Tarantino is not, however, that filmmaker. It’s very nearly accurate to refer to The Hateful Eight as his most narcissistic film, as in love with the sound of his own dialogue as he clearly is, but he’s equally enamored of the Wyoming landscape which must look a treat in 70mm (which I didn’t see) but otherwise come off as sideshow decoration, and there are only so many lingering shots of landscape one can bear before the weight of three hours feels a punishing burden. The fact is that The Hateful Eight might have been a much stronger film had it been pruned much more tightly. Of its six chapters, for example, one (the fifth) is entirely negligible, consisting as it does of yet another mindless slaughter whose particulars any thinking audience would rightly have inferred. Rendered in its full Technicolor glory (and gory), however, it’s one more note of excess in a film that is grossly (and I use the term advisedly) bloated.
That’s not to say there isn’t anything to be enjoyed in The Hateful Eight. Jackson is, as ever, charismatic and a joy to watch; there’s a surprising chemistry between Jackson and Russell, poignant at both ends of the spectrum from their lukewarm greeting to the simmering disappointment between them. And there’s a knockout sequence at the beginning of Chapter Four where the tension is at fever pitch, recalling the tensest moments of Inglourious Basterds when the narrator – in a gimmick I usually loathe but here can’t imagine a better deployment – reveals that all is not as it seems because someone knows something the others in the room don’t. As Minnie’s descends into amateur sleuthing and chaotic distrust, we get glimpses of the dynamite that The Hateful Eight could have been.
Instead, we get a film that sags under its own weight. There are good performances in it, memorable moments, but what ought to be the standout feature – Tarantino’s dialogue – is utterly and disappointingly unmemorable. (I defy you to quote a line from it, the way you could after Django or Pulp Fiction.) Tarantino has said that he’s only going to direct two more films, and if that’s the case he may need a new editor (apologies to Fred Raskin, who did a good job on Django but didn’t nay-say enough here). Something’s gotta give, and at three hours with The Hateful Eight, this time it was me.

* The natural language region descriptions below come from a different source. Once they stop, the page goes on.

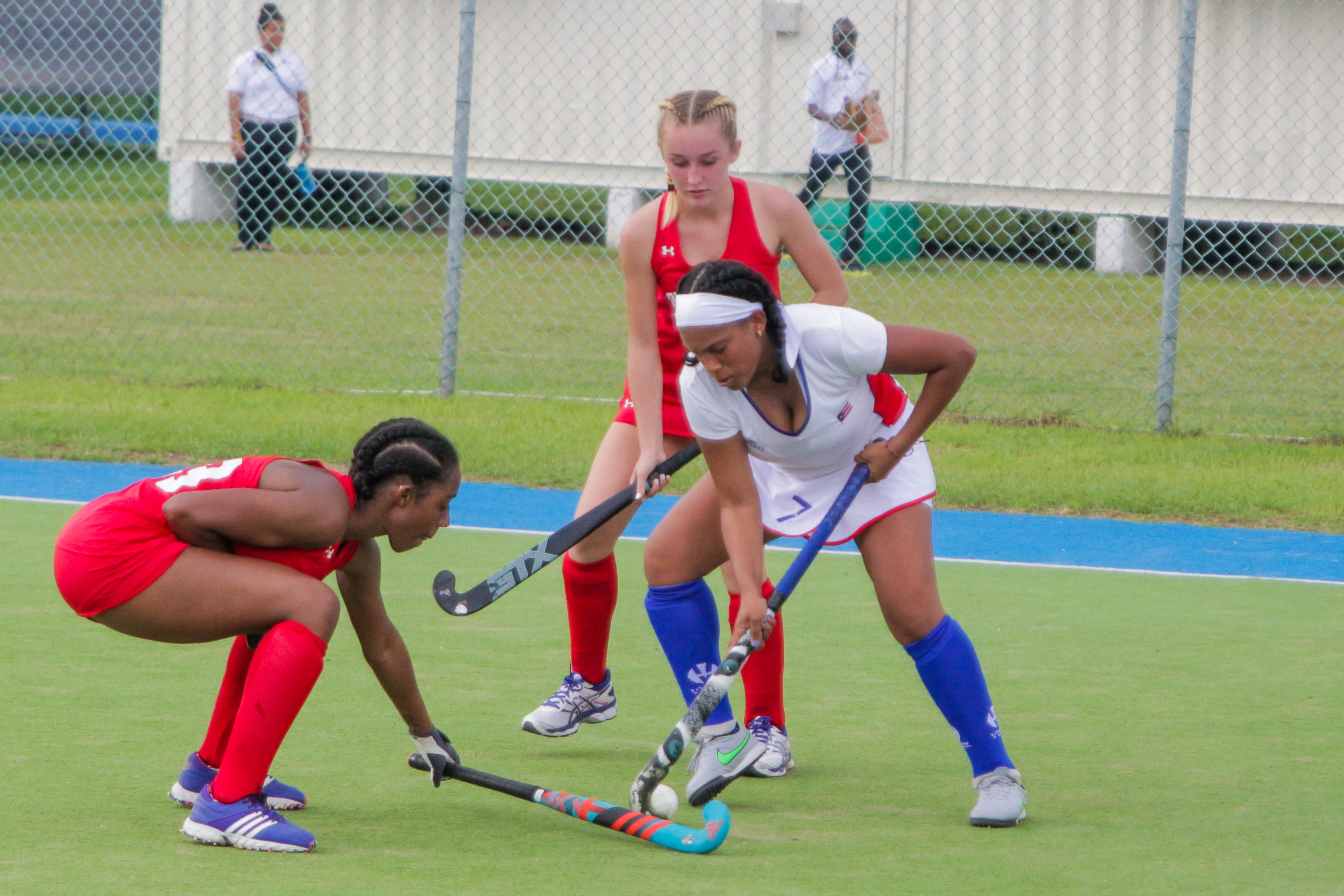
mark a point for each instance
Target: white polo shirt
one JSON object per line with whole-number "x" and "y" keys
{"x": 264, "y": 97}
{"x": 831, "y": 82}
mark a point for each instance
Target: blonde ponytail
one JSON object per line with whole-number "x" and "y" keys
{"x": 691, "y": 108}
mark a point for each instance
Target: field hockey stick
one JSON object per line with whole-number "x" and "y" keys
{"x": 636, "y": 824}
{"x": 718, "y": 683}
{"x": 542, "y": 554}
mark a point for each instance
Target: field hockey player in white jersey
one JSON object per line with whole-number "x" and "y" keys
{"x": 786, "y": 401}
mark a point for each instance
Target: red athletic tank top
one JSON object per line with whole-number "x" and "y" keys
{"x": 670, "y": 266}
{"x": 148, "y": 497}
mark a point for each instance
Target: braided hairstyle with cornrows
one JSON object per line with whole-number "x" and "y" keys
{"x": 401, "y": 446}
{"x": 729, "y": 277}
{"x": 691, "y": 108}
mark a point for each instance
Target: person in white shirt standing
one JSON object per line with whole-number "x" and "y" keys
{"x": 835, "y": 81}
{"x": 268, "y": 93}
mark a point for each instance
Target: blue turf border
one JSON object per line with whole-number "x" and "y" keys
{"x": 959, "y": 535}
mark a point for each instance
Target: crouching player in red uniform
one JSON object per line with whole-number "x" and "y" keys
{"x": 704, "y": 214}
{"x": 240, "y": 549}
{"x": 784, "y": 402}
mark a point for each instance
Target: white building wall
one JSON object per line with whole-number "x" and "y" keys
{"x": 1048, "y": 104}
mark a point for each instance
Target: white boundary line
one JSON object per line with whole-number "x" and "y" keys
{"x": 851, "y": 554}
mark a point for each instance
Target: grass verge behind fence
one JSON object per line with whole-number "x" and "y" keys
{"x": 101, "y": 285}
{"x": 1036, "y": 469}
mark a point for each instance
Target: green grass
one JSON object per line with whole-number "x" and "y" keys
{"x": 100, "y": 284}
{"x": 1176, "y": 735}
{"x": 1058, "y": 469}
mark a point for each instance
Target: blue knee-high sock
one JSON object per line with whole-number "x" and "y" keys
{"x": 687, "y": 624}
{"x": 951, "y": 671}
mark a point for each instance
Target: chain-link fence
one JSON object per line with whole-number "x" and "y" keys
{"x": 1023, "y": 197}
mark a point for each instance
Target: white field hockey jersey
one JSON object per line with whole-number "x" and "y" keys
{"x": 799, "y": 475}
{"x": 832, "y": 351}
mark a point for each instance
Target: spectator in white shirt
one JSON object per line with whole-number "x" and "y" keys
{"x": 268, "y": 93}
{"x": 835, "y": 81}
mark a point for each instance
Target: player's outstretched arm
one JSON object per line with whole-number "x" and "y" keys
{"x": 740, "y": 520}
{"x": 385, "y": 652}
{"x": 295, "y": 506}
{"x": 643, "y": 362}
{"x": 809, "y": 252}
{"x": 945, "y": 359}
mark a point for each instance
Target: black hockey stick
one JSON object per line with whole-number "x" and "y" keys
{"x": 542, "y": 554}
{"x": 718, "y": 683}
{"x": 636, "y": 824}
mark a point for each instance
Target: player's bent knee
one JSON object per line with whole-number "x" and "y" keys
{"x": 315, "y": 606}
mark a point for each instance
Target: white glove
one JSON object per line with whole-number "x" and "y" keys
{"x": 435, "y": 753}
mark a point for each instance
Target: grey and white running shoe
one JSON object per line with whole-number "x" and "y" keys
{"x": 576, "y": 703}
{"x": 720, "y": 761}
{"x": 1003, "y": 801}
{"x": 777, "y": 758}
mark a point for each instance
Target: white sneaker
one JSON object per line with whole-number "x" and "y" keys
{"x": 576, "y": 703}
{"x": 777, "y": 758}
{"x": 720, "y": 761}
{"x": 1003, "y": 801}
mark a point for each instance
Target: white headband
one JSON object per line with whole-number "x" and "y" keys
{"x": 711, "y": 309}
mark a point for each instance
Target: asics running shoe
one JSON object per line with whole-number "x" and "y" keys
{"x": 777, "y": 758}
{"x": 576, "y": 703}
{"x": 721, "y": 761}
{"x": 197, "y": 774}
{"x": 248, "y": 824}
{"x": 1003, "y": 801}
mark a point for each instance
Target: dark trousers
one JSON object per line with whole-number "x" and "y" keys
{"x": 263, "y": 178}
{"x": 858, "y": 169}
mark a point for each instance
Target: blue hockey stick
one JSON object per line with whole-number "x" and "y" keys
{"x": 718, "y": 684}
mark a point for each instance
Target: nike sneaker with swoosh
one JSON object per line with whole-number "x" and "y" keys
{"x": 576, "y": 703}
{"x": 1003, "y": 800}
{"x": 720, "y": 761}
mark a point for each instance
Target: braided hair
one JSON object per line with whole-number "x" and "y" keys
{"x": 691, "y": 108}
{"x": 401, "y": 446}
{"x": 729, "y": 277}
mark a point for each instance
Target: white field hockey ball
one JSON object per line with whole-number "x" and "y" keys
{"x": 663, "y": 801}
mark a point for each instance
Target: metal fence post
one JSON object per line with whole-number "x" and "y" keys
{"x": 1176, "y": 215}
{"x": 458, "y": 202}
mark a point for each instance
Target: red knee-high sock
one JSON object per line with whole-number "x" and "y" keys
{"x": 591, "y": 597}
{"x": 282, "y": 675}
{"x": 763, "y": 676}
{"x": 226, "y": 704}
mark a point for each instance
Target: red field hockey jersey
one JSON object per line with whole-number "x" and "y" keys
{"x": 670, "y": 266}
{"x": 148, "y": 497}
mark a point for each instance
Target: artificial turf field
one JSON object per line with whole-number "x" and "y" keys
{"x": 1176, "y": 735}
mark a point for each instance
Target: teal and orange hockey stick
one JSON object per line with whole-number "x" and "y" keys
{"x": 636, "y": 824}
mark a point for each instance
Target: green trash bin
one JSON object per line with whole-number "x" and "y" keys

Is it some kind of perverse pattern that I’m destined not to enjoy fully the first film I review each year?
The Hateful Eight is rated R for “strong bloody violence, a scene of violent sexual content, language and some graphic nudity.” It’s a Tarantino movie, so you’ve got your usual (read: exorbitant) quantity of N-words, F-bombs, and strawberry-colored effluvium. A man is seen fully nude while another man narrates about sexually assaulting him, with colorful prose.
1 comment:
This film really revealed how much my opinion of Tarantino has changed since I first saw any of his movies (before Inglouious Basterds). I agree with your analysis completely. And yet, while I would have probably hated it back in high school, I had a lot of fun watching it, pointless and directionless though it may have ultimately been.
And the 70 mm presentation was cool, but not necessary for the experience. The intermission was nice, however, especially for such a long, talky picture.